Magnetic measurements reveal an antiferromagnetic (AFM) nature with ferromagnetic (FM) order occurring in each septuple-layer (SL), while AFM coupling exists between neighboring SLs. The Dirac-type surface states show a considerable energy gap of approximately 52 meV at the Dirac point, which theoretical modeling attributes to coupling effects in these FM surfaces.

Notably worth mentioning are the material's magnetic and magneto-transport properties. Magnetization vs. magnetic field (M-H) curves recorded via superconducting quantum interference device (SQUID) measurements unveil FM characteristics with the easy axis being perpendicular to the film plane. Furthermore, the research illustrates the occurrence of remnant magnetization and distinct hysteresis in Hall resistance (Ryx) curves, pointing to anomalous Hall effect (AHE) inspired by the intrinsic magnetic order of the compound.

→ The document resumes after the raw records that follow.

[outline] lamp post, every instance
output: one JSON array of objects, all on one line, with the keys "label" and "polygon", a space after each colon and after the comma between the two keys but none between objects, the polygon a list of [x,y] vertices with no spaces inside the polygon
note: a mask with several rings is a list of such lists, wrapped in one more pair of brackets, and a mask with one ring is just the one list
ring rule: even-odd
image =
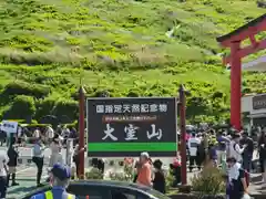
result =
[{"label": "lamp post", "polygon": [[79,90],[79,112],[80,112],[80,117],[79,117],[79,146],[80,146],[80,165],[79,165],[79,178],[83,179],[84,178],[84,137],[85,137],[85,91],[83,86],[80,86]]},{"label": "lamp post", "polygon": [[180,129],[181,129],[181,181],[182,185],[187,184],[186,177],[186,94],[184,85],[181,84],[180,93]]}]

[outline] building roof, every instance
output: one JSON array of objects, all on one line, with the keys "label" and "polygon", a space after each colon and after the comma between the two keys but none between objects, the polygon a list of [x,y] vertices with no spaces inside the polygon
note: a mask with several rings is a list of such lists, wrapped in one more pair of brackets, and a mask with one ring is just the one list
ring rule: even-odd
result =
[{"label": "building roof", "polygon": [[232,36],[238,35],[239,33],[242,33],[243,31],[247,30],[248,28],[258,25],[265,19],[266,19],[266,14],[263,14],[263,15],[252,20],[250,22],[244,24],[243,27],[241,27],[241,28],[229,32],[228,34],[225,34],[225,35],[216,38],[216,41],[222,43],[222,42],[224,42],[226,40],[229,40],[229,39],[232,39]]}]

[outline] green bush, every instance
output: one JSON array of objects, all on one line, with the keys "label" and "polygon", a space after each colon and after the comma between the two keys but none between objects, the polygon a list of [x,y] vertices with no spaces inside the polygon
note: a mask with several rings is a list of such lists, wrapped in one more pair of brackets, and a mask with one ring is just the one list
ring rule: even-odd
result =
[{"label": "green bush", "polygon": [[[32,118],[35,114],[34,100],[31,96],[18,95],[10,108],[3,113],[6,118],[25,119]],[[30,119],[31,121],[31,119]]]},{"label": "green bush", "polygon": [[50,93],[48,86],[30,84],[22,81],[9,83],[3,91],[6,95],[29,95],[35,98],[45,97]]},{"label": "green bush", "polygon": [[85,179],[103,179],[103,174],[98,168],[85,171]]},{"label": "green bush", "polygon": [[111,172],[109,177],[111,180],[133,181],[134,167],[133,165],[125,164],[122,172]]},{"label": "green bush", "polygon": [[206,166],[200,174],[192,178],[192,189],[198,197],[224,193],[225,179],[223,171],[218,168]]}]

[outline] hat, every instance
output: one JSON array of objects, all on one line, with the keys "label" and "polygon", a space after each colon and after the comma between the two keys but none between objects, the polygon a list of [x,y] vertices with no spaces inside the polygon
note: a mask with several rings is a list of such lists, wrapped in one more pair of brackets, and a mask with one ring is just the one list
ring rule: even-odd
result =
[{"label": "hat", "polygon": [[71,177],[71,170],[66,165],[55,164],[50,171],[60,180],[69,179]]}]

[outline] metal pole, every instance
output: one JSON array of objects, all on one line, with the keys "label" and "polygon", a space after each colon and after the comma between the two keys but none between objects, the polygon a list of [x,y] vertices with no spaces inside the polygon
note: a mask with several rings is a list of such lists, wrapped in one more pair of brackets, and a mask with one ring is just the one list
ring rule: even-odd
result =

Implications and Theoretical Analysis

The realization of MnBi2Te4 as an intrinsic AFM TI leads to intriguing implications for the paper and application of quantum anomalous Hall (QAH) and axion insulators. The experimental findings substantially align with first-principles calculations affirming the role of the synthesis and structuring in stabilizing the magnetic and topological properties.

This work highlights the surface exchange field as a determining factor for surface energy gaps while confirming the role of spin-momentum locking, which is insightful for the development of novel quantum phases including magnetic Weyl semimetals.

Future Directions and Additional Considerations

The MnBi2Te4 system's demonstration as an intrinsic magnetic TI simplifies the experimental conditions required to paper QAH effects and other topological phenomena, where normally 'dirty' doping would be disadvantageous. There is a need for further investigative focus on understanding the peculiar nuances of the magnetic properties, especially the even-odd SL oscillations observed and the comparative analyses between magnetic and Hall effect measurements. Additionally, addressing the reactivity or stability issues of these films in ambient conditions remains crucial for advancing experimental applications.

Overall, this paper sets a pivotal groundwork for further explorations in the domain of topological materials, potentially catalyzing advancements in quantum computation and spintronics, two fields set to benefit profoundly from stable and clean intrinsic magnetic TIs. The confluence of experimental results with theoretical predictions in this paper provides a comprehensive look at MnBi2Te4, positioning it as a promising candidate for future quantum material technologies.